GUIDERIUS. — Pourquoi, noble père ? qu’avons-nous à perdre, sinon ce qu’il jurait de nous enlever, nos existences ? La loi ne nous protège pas : pourquoi alors serions-nous assez délicats pour laisser un arrogant morceau de chair nous menacer, faire à la fois les rôles de juge et de bourreau, tout cela de sa seule autorité, parce que nous craignons la loi ? Quelle escorte avez-vous découverte aux environs ?

BELARIUS. — Nous n’avons pas aperçu une seule âme, mais le bon sens dit qu’assurément il devait avoir quelques personnes d’escorte.
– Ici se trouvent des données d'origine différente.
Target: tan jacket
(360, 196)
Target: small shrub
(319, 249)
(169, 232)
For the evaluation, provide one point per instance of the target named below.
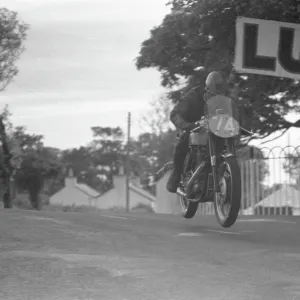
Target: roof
(142, 192)
(87, 190)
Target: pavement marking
(115, 217)
(221, 231)
(190, 234)
(268, 220)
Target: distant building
(73, 193)
(285, 200)
(116, 197)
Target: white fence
(270, 183)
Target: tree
(199, 36)
(291, 166)
(81, 161)
(157, 119)
(39, 164)
(12, 36)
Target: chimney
(70, 180)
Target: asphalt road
(104, 255)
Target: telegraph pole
(128, 161)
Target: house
(116, 197)
(73, 193)
(285, 200)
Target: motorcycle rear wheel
(189, 208)
(230, 185)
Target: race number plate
(224, 126)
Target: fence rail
(270, 183)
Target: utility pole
(128, 161)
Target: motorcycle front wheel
(228, 202)
(189, 208)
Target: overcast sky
(78, 68)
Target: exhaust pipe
(181, 193)
(194, 177)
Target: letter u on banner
(267, 48)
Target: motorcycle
(211, 171)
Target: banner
(267, 47)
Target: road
(115, 256)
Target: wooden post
(128, 162)
(6, 169)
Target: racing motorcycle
(211, 171)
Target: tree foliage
(199, 36)
(12, 36)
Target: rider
(185, 115)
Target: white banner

Quoique son humeur ne fût que changement, — et changement de mal en pire encore, — il n’y a pas de frénésie, de complète folie, qui ait pu le faire délirer au point de l’amener seul ici. — Il est possible qu’on ait dit à la cour que des gens répondant à notre signalement logeaient ici dans une grotte, chassaient ici, menaient la vie de proscrits, et à l’occasion pourraient entreprendre quelque coup audacieux : en apprenant ce fait, peut-être aura-t-il eu un accès de fureur, — cela lui ressemblerait, — et aura-t-il juré de venir nous empoigner ; mais il est improbable qu’il soit venu seul pour exécuter une chose semblable, ou que les personnes de la cour l’aient laissé faire : notre crainte a donc de bons fondements, si nous craignons que ce corps n’ait une queue plus dangereuse que la tête.

ARVIRAGUS. — Qu’il en arrive comme les dieux l’ont d’avance décrété : quelque chose qui advienne, mon frère a bien fait.